周りに人や建物がある環境で、騒音に配慮しなければならない環境の中で、効果を発揮するインパクトドライバーです。
マンションや住宅街のリフォーム作業には、必須の製品になります。




静音インパクトドライバーを選ぶならハイコーキ一択。作動音が70dB (掃除機の作動音と同じ) と圧倒的No1の静かさです。
【板金工・電気工事士】とにかく軽量な製品を選ぶ
板金工や電気工事士の職人様には、軽量・コンパクトなインパクトドライバーの使用をおすすめします。
板金工や電気工事士の職人様は、腰に下げている工具の数が多く、全体的に重量が重くなりがちです。また、天井向きにネジを打つ場面が多く、作業時に腕が疲れてしまうという問題もあります。
そのような状況化で少しでも負担軽減をするため、インパクトドライバーは軽量モデルを選ぶ方が良いでしょう。
10.8Vの小型インパクトドライバーやペンインパクトドライバーであれば、通常の製品と比べて非常に軽いため、作業時の負担を大幅に減らすことができます。

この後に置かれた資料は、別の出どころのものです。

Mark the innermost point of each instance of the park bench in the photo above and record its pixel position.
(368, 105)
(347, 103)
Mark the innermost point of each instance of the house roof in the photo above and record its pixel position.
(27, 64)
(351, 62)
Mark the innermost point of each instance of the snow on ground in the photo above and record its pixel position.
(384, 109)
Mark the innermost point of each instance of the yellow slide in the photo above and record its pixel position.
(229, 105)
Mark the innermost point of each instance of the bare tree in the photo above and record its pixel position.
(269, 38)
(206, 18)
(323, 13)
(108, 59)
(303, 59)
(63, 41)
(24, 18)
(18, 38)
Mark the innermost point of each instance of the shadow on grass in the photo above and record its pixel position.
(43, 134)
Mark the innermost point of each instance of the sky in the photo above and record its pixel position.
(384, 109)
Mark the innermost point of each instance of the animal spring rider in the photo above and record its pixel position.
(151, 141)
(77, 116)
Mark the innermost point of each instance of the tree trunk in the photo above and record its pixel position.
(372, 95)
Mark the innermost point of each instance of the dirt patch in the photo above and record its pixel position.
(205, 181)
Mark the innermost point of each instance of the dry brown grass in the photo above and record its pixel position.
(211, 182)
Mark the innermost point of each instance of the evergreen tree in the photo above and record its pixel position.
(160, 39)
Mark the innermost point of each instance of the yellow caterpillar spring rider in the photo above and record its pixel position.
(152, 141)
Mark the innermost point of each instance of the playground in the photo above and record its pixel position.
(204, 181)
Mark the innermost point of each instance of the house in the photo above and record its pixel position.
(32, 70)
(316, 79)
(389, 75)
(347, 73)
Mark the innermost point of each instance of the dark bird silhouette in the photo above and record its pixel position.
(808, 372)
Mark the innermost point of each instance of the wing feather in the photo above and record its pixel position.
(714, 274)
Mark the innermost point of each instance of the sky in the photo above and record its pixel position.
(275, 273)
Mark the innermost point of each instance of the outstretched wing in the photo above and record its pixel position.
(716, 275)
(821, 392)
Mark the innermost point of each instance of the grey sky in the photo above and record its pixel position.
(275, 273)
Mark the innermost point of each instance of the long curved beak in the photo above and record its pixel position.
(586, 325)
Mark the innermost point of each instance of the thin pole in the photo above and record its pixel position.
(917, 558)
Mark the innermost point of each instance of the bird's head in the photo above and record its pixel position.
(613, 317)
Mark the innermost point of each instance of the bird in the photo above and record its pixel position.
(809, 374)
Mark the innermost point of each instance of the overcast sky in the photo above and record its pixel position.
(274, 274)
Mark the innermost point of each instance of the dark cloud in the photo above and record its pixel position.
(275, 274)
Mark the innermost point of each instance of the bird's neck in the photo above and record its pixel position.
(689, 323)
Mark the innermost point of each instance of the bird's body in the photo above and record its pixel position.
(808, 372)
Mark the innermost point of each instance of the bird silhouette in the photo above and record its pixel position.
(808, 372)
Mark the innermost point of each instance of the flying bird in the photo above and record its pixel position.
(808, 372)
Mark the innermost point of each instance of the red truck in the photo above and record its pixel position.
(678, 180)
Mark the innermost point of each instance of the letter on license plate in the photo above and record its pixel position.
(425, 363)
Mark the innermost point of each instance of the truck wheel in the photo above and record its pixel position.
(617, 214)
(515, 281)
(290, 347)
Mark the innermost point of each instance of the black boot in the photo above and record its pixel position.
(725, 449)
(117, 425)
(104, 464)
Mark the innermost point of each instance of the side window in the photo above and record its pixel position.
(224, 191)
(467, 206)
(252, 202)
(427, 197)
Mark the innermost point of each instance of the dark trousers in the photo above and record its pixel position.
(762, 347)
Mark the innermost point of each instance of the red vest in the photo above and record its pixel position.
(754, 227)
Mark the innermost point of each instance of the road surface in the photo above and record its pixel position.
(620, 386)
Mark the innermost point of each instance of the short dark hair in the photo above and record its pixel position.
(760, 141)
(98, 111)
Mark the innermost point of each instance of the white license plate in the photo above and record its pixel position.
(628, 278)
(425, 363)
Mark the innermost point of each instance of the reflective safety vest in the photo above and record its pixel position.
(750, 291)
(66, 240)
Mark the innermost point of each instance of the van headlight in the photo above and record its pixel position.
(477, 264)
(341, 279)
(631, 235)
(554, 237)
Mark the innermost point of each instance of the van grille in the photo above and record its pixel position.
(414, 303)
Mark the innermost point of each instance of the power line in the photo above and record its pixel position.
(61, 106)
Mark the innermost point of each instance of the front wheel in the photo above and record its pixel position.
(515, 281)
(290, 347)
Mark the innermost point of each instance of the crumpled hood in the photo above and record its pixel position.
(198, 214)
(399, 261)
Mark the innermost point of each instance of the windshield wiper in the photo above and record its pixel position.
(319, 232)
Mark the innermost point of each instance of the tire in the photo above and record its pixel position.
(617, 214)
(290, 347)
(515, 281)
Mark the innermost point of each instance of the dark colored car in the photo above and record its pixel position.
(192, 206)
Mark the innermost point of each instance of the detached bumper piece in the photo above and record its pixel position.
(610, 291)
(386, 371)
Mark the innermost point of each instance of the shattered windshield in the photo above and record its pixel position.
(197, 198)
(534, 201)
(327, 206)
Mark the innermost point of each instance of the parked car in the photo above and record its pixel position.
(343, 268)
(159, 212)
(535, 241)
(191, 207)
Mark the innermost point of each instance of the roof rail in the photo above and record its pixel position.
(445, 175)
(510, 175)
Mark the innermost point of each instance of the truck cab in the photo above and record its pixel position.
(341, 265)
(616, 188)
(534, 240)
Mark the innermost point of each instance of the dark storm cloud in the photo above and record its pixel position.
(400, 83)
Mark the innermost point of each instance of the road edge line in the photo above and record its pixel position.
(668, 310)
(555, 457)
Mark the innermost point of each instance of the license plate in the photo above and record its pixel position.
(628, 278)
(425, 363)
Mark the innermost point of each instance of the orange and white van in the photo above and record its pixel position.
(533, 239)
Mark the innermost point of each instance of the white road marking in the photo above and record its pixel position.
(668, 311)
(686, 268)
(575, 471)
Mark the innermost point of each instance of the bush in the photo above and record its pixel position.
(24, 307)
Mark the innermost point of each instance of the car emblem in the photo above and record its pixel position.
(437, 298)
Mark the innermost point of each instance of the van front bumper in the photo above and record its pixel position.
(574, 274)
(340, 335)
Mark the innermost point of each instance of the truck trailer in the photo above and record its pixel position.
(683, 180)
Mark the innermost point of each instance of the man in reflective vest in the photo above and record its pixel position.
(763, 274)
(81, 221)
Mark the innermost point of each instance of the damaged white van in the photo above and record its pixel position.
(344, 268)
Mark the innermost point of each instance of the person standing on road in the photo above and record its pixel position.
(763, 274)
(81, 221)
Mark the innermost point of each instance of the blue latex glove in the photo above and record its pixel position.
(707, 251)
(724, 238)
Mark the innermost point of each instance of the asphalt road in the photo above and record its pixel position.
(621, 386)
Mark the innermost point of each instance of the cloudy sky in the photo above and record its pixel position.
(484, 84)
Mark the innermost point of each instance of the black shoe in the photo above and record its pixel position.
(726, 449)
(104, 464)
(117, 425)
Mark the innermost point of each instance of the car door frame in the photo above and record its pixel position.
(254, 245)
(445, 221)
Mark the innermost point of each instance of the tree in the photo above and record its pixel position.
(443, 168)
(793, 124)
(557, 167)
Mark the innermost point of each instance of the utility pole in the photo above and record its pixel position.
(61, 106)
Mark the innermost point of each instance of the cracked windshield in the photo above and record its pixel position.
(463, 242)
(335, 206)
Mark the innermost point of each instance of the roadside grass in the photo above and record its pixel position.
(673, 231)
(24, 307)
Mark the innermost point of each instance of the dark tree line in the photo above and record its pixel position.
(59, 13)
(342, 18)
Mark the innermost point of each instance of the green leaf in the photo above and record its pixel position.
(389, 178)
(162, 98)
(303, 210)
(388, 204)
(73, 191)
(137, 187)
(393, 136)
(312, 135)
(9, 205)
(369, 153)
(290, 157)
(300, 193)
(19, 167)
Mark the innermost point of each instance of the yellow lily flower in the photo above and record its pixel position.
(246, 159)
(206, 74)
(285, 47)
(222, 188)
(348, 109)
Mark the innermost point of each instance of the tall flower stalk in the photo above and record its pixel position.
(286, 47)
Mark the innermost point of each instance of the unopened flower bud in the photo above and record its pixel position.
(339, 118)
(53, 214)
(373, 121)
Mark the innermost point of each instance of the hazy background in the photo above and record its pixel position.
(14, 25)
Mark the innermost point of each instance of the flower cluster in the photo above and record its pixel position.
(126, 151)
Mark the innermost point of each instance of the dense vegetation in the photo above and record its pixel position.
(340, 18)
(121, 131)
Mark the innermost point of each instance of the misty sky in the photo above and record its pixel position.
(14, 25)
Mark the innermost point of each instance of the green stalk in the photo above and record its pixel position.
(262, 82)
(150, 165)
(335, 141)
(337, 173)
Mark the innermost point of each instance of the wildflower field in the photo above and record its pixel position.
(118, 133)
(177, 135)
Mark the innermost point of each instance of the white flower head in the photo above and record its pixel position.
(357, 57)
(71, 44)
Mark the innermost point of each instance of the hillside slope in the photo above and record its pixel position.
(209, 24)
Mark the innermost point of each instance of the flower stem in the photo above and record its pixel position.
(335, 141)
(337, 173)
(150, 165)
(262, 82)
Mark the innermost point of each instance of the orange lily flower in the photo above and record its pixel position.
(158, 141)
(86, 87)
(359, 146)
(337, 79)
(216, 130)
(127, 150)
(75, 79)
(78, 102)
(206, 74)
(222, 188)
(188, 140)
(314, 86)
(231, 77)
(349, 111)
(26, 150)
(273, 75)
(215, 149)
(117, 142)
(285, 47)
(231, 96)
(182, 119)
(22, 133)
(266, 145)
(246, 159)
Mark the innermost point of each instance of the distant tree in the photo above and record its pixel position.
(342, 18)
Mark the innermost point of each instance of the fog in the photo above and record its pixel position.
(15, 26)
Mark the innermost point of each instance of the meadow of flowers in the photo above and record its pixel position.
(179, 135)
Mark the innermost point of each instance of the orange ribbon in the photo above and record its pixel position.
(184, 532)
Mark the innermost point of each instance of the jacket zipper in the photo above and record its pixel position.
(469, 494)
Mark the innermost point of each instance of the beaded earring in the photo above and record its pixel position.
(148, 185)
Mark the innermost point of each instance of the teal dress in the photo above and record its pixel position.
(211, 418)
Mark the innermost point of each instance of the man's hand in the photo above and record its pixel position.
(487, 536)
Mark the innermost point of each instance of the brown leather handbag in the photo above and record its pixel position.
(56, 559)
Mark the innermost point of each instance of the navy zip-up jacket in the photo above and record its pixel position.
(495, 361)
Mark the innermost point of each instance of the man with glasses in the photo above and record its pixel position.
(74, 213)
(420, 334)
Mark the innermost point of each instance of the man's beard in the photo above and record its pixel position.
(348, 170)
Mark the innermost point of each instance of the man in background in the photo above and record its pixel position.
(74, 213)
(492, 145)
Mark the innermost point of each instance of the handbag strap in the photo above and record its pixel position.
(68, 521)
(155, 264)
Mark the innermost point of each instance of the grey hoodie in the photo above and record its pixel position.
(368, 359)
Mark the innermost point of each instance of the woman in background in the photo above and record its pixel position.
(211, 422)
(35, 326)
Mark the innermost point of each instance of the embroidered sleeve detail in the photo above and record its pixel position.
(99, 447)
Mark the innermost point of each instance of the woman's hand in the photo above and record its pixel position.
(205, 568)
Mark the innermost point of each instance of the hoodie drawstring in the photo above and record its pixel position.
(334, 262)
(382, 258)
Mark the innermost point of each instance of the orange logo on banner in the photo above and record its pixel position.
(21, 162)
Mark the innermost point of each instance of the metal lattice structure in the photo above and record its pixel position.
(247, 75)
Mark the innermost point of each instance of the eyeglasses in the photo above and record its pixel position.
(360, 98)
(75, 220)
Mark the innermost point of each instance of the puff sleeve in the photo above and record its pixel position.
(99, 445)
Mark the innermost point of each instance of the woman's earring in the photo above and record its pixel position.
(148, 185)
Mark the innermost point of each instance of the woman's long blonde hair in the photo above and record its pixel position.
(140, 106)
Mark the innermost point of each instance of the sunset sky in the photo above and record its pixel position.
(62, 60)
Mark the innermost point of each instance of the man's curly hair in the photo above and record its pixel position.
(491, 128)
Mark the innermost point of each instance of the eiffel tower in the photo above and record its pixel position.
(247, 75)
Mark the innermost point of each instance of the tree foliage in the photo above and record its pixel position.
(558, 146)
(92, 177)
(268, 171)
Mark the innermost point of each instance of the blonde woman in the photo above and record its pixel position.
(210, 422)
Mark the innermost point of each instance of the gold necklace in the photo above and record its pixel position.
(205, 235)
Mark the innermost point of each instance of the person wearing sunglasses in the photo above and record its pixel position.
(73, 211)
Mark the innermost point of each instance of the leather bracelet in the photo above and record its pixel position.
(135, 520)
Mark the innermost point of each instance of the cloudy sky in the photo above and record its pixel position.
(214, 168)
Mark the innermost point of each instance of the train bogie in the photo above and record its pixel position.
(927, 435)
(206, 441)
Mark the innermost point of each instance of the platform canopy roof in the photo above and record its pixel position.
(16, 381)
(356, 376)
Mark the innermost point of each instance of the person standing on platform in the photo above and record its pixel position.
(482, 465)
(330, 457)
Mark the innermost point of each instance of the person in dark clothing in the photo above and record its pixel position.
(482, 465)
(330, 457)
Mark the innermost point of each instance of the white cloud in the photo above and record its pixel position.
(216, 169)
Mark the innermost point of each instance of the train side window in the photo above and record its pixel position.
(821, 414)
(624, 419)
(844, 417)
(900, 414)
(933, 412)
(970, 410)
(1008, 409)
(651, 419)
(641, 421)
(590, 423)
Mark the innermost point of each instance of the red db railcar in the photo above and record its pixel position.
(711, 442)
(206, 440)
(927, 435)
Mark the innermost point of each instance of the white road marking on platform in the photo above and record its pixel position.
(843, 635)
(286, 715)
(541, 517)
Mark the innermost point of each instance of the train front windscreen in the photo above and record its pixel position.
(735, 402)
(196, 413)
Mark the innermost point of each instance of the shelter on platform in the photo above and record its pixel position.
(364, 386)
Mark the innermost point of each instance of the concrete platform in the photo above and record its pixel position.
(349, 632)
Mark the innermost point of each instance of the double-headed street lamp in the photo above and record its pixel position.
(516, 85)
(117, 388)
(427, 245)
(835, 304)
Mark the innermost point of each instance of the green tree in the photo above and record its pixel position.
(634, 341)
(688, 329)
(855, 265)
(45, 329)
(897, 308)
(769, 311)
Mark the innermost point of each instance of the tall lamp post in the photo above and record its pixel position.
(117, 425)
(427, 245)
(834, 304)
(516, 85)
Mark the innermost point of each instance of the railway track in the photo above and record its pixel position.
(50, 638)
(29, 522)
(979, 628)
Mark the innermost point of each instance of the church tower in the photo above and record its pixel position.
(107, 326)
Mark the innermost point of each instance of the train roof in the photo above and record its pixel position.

パワーを必要としない作業が多いため、最大トルクが小さくても問題ないでしょう。
元ホームセンターバイヤーおすすめの一品
マキタ ペンインパクトドライバー TD022SHX



| 製品名 | ペンインパクトドライバー |
| 型番 | TD022SHX |
| ボルト数 | 7.2V |
| 定価 | 25,000円 |
| 税込価格 (定価×65%+税) | 17,800円 |
| 最大トルク | 25N・m |
| 重量 (バッテリー装着時) | 0.55kg |
| 付属品 | 7.2VリチウムイオンバッテリーBL0715(1.5Ah) × 2個 急速充電器DC07SB (7.2V対応) (フル充電:約30分) プラスビット +2×45mm アルミケース |
ペンインパクトドライバーTD022SHXは、軽量コンパクトでちょっとしたネジの固定に最適なマキタの人気製品になります。
腰回りが重くなりがちな、板金工や電気工事士に人気が高い一方で、他の業種でもメインの製品とは別にサブ機種として、使用される方が多いです。
パワーがそこまで強くないというデメリットはありますが、狭い場所での作業、天井向きや無理な態勢を強いられる場所での作業では、最大限効果を発揮します。




ペンインパクトドライバーは、製品自体を真っすぐにしたり、折り曲げたり、形の調整ができるので、楽な態勢でネジを打ち込むことができます。
一流メーカーマキタの最新商品が知りたい方はコチラ



まとめ:インパクトドライバーの練習を始めましょう



本記事では、インパクトドライバーの使い方について解説しました。
ネジ打ちの際のポイントは以下になります。
・ネジとインパクトドライバーのヘッドを一直線にすること
・ネジが入るまで少しずつ打ち込むこと
・ネジを打ち込むときは、体重をかけること
インパクトドライバーはできることが多く、作業現場でも頻繁に使用する電動工具です。
インパクトドライバーを極めれば、現場で頼りにされること間違いなしです。
ぜひ、本記事を参考にして、練習していただければと思います。